El mundo entero se aparta cuando ve pasar a un hombre que sabe adónde va.

ANTOINE DE SAINT-EXUPÉRY

De fuera llegaron voces secas. Viento empezó a ladrar pero Sagrario lo sujetó y lo acalló. Los soldados que vigilaban desde el jardín se movieron con intranquilidad. A través del vano, Bea los vio retroceder hacia un lado y saludar marcialmente con miradas atenazadas. En el umbral se enmarcó la figura imponente del Ínclito seguida del tipo redondo de bigote nutrido y ojos ávidos que la interrogara días atrás de forma inmisericorde. El Doctor Honoris Causa avanzó con una media sonrisa llenándolo todo de irrealidad. Bea tuvo una punzada de abstracción. ¿Estaría en un sueño? ¿Qué tan importante era ella para merecer esa visita? ¿O qué nueva fatalidad le venía a caer? Lo observó. Estaba más delgado y envejecido. El rostro con pliegues y comisuras, la papada ocultando el flaco cuello, el blancor del escaso cabello pintando la ya frágil cabeza. Pero tan pulcro de aspecto y palabras como cuando tiempo atrás visitó la colonia. Portaba un bastón y su figura podría ser remilgada en otro menos concienzudo. Parecía un delicado abuelo y no el hombre más temido e inaccesible del país. Siempre oyó que su presencia producía escalofríos, algo que ella también experimentó en su día, a la semana de llegar a Constanza. Sin embargo ahora no notó ningún temor, como si una fuerza interna le estuviera marcando un camino.

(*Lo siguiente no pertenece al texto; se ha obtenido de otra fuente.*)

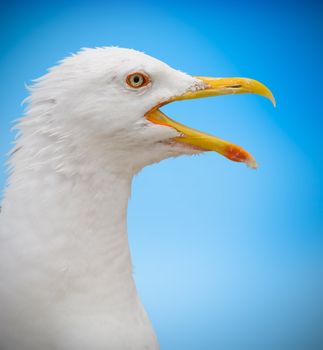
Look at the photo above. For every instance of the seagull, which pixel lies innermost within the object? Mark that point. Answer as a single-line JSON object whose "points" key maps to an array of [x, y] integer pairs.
{"points": [[91, 123]]}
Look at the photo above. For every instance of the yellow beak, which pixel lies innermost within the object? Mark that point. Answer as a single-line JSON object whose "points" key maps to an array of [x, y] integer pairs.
{"points": [[203, 141]]}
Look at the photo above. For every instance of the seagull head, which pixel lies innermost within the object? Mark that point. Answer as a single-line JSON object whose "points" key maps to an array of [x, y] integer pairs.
{"points": [[109, 98]]}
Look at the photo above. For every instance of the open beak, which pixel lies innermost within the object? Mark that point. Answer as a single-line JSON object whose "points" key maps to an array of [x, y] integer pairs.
{"points": [[203, 141]]}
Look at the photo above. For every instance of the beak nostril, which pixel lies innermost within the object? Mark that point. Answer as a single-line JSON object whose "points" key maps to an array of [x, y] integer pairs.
{"points": [[234, 86]]}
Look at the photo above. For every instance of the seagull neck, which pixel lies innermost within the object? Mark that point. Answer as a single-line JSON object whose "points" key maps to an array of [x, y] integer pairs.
{"points": [[79, 225]]}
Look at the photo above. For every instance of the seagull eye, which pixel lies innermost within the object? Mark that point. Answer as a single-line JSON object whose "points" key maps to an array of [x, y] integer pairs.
{"points": [[137, 80]]}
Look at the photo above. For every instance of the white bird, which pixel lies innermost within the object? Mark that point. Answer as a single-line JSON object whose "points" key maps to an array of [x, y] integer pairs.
{"points": [[92, 122]]}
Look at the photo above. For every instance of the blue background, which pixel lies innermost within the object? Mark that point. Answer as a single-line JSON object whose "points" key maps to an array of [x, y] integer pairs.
{"points": [[224, 257]]}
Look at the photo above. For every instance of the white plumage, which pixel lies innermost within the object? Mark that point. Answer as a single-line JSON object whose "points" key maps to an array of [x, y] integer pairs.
{"points": [[91, 124], [66, 275]]}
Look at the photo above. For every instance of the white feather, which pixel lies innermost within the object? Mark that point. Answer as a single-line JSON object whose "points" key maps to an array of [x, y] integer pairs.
{"points": [[65, 269]]}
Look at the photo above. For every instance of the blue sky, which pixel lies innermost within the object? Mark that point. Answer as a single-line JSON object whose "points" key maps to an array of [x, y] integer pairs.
{"points": [[224, 257]]}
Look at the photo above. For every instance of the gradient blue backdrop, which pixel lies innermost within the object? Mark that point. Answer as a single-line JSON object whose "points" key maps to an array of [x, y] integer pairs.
{"points": [[224, 257]]}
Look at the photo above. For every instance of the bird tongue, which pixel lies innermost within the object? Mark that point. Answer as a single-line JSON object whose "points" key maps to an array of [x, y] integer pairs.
{"points": [[202, 140]]}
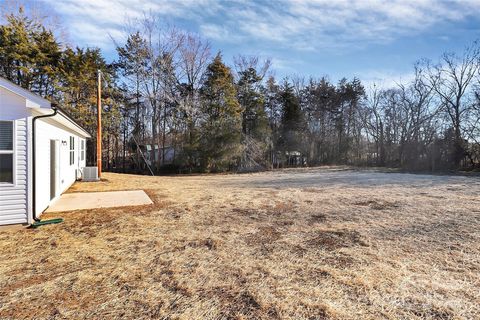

Con Martín y Polín desaparecidos, la casa tenía demasiado espacio aunque Sagrario se había quedado a vivir con ella. Bea añoraba el tiempo anterior, cuando estaban todos juntos, apretados y esquivados de problemas. Sabía el destino de Polín pero no el de su marido. A los dos gallegos que se llevaron cuando la conmoción del 14 de junio tampoco volvió a verles ni a saber de ellos. Seguramente que les interrogarían y era de suponer que no se anduvieron con miramientos, a tenor de las vejaciones a que ella estuvo sometida. Tampoco supieron qué había sido de don Manuel. Antonina había viajado a la capital en ocasiones sin obtener resultados. Venía a menudo a verla, a jugar con el niño y a compartir esperanzas.

El bebé voceó desde la cuna. Sagrario lo alzó en brazos con suavidad e hizo intención de irse hacia la habitación del fondo.

—Espere, señora, déjeme ver —dijo Trujillo mirando al niño. Por sus informantes sabía que nació cinco meses antes—. Hermoso. ¿Lo bautizaron?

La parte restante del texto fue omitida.